Operators of geothermal resource production and power generation facilities face a large number of technological challenges, not the least of which is optimizing the performance of the various materials of construction. With regard to metallic materials, degradation mechanisms include pitting corrosion, general corrosion, erosion, various forms of stress corrosion cracking, embrittlement, fatigue, and potential for exposure to large strains from seismic activity. In many cases, the welded connections represent a possible "weak link" in the chain of mechanical integrity. In other cases, welding represents a form of "life jacket" that can cost effectively increase the service life components by either reducing the rate of degradation or restoring the integrity of components that are already degraded. This paper describes the ways in which welding can inadvertently promote accelerated degradation of welded fabrications in geothermal service and approaches toward minimizing the susceptibility to those forms of welding-related degradation. The approaches include optimizing the selection of weld filler metals, careful control of welding procedure parameters including heat input, and using beneficial surface treatments or postweld heat treatments in selected locations. Methods of using welding to extend the serviceability of degrading components include the use of welded cladding, including conventional metallurgically- bonded weld overlays of corrosion resistant alloys, and techniques originally pioneered by other industries, including use of corrosion resistant alloy "wall paper" lining and direct deposition welding. Finally, this paper describes advances in weld cooling rate modeling that have resulted in the development of user-friendly software that allows staff to optimize welding procedures intended for use on in-service, pressurized piping. The models allow users to evaluate susceptibility to both burning though of thin wall pipe caused by excessive heat input, and the susceptibility to hydrogen cracking associated with the formation hard heat affected zones of welds made under conditions that promote fast cooling rates.

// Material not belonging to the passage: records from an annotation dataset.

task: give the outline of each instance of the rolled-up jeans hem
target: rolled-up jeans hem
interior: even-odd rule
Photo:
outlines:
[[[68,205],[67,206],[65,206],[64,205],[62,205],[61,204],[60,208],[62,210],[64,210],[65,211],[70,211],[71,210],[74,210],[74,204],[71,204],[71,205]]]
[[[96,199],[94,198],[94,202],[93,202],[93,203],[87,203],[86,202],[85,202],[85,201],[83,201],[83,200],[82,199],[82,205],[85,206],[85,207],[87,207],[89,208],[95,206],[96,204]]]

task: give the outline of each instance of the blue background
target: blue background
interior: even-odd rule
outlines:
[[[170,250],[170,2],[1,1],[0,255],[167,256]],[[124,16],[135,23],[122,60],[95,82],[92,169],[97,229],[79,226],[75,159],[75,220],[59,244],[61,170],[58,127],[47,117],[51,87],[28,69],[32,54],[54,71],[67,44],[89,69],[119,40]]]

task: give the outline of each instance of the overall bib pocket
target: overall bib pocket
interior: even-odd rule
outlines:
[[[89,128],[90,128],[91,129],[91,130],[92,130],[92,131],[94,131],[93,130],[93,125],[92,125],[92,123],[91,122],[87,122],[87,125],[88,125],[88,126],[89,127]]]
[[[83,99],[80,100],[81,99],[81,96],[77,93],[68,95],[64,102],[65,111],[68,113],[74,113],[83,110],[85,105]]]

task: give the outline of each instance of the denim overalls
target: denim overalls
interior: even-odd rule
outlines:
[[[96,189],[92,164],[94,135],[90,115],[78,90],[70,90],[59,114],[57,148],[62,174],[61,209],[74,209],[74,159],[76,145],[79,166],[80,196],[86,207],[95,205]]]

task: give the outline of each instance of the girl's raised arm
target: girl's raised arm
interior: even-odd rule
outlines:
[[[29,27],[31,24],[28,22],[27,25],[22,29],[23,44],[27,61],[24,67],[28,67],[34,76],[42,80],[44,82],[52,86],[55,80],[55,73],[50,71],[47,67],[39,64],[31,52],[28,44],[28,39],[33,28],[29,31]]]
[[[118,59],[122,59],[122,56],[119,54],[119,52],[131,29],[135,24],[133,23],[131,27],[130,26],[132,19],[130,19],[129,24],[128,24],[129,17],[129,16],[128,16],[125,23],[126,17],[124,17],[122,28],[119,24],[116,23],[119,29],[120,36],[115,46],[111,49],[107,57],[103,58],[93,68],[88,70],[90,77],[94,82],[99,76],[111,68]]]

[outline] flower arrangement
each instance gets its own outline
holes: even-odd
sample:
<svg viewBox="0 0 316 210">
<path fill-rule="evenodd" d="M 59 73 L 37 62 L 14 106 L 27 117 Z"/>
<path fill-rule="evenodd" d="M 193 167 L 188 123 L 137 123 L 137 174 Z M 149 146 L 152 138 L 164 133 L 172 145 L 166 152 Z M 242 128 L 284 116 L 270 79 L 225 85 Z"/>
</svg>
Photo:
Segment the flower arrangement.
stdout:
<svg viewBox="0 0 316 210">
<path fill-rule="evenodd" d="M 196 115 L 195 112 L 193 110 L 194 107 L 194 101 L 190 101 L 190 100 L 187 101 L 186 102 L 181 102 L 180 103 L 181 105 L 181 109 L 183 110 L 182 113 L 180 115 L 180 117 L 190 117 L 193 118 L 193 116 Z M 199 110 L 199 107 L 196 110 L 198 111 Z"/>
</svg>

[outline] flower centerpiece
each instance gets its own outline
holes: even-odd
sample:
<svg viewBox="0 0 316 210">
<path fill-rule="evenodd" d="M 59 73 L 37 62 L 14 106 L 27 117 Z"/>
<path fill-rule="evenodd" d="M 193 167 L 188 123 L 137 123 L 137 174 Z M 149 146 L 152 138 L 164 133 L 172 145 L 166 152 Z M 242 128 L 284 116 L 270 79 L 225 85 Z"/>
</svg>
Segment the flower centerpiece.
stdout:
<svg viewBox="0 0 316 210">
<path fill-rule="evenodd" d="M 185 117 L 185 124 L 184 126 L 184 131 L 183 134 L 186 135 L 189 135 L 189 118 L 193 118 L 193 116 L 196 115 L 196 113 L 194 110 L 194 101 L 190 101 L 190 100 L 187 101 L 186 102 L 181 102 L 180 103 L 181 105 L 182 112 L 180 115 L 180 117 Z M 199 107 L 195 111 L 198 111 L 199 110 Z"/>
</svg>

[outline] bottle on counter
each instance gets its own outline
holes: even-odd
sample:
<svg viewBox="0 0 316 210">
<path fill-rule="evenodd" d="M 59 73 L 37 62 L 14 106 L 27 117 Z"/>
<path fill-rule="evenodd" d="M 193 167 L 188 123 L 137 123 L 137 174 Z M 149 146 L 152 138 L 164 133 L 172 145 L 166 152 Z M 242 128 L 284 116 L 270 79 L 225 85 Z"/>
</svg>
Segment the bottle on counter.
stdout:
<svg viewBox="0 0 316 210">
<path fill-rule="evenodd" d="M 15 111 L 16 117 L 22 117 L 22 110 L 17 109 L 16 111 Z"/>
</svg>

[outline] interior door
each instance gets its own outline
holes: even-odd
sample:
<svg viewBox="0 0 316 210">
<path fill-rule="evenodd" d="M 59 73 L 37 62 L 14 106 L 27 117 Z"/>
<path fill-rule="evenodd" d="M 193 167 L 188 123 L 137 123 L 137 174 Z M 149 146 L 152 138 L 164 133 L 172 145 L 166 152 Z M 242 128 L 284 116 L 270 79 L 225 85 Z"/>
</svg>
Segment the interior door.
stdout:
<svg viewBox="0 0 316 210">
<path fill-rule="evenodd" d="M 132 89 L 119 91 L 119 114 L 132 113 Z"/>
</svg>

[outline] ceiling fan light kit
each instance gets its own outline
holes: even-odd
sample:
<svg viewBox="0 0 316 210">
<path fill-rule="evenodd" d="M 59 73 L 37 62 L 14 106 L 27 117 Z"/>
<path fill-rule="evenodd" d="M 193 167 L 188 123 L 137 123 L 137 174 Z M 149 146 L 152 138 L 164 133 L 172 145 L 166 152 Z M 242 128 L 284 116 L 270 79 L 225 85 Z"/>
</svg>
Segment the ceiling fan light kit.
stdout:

Liu Y.,Montana State University | Liang D.,DNV Columbus Inc.
Scripta Materialia | Year: 2010

In a recent paper, Hou et al. studied the interdiffusion behavior of the β-Ni(Al,Cr) phase at different temperature and composition configurations. The two off-diagonal interdiffusion coefficients were found to possess opposite signs. To explain such a phenomenon, Hou et al. utilized the diffusion potentials and mobilities described in the number-fixed frame of reference. They demonstrated that the thermodynamic factors were responsible for the opposite signs. However, it is pointed out in this work that the symmetric property of the thermodynamic matrix does not allow their explanation to be valid.


Kappes M.,Ohio State University | Frankel G.S.,Ohio State University | Sridhar N.,DNV Columbus Inc. | Carranza R.M.,CNEA
Corrosion | Year: 2012

The corrosion rate of carbon steel in acidified, thiosulfate-containing brines increased with thiosulfate content. Thiosulfate also increased the rate of cathodic and anodic reactions, as measured in polarization curves obtained shortly after immersion of the electrode. Current from iron dissolution was balanced by hydrogen evolution and reduction of thiosulfate to produce hydrogen sulfide. Hydrogen sulfide production represented a large fraction of the open-circuit corrosion current. Carbon steel specimens exposed to thiosulfate-containing solutions developed a film on their surface, composed of iron sulfide and cementite. The film was a good conductor of electrons and non-passivating. The rate of cathodic reactions measured for the film-covered electrode was faster than in the absence of the film, suggesting it is a good catalyst for reduction reactions. The ability of acidified, thiosulfate- containing brines to simulate hydrogen sulfide solutions was critically analyzed. © 2012, NACE International.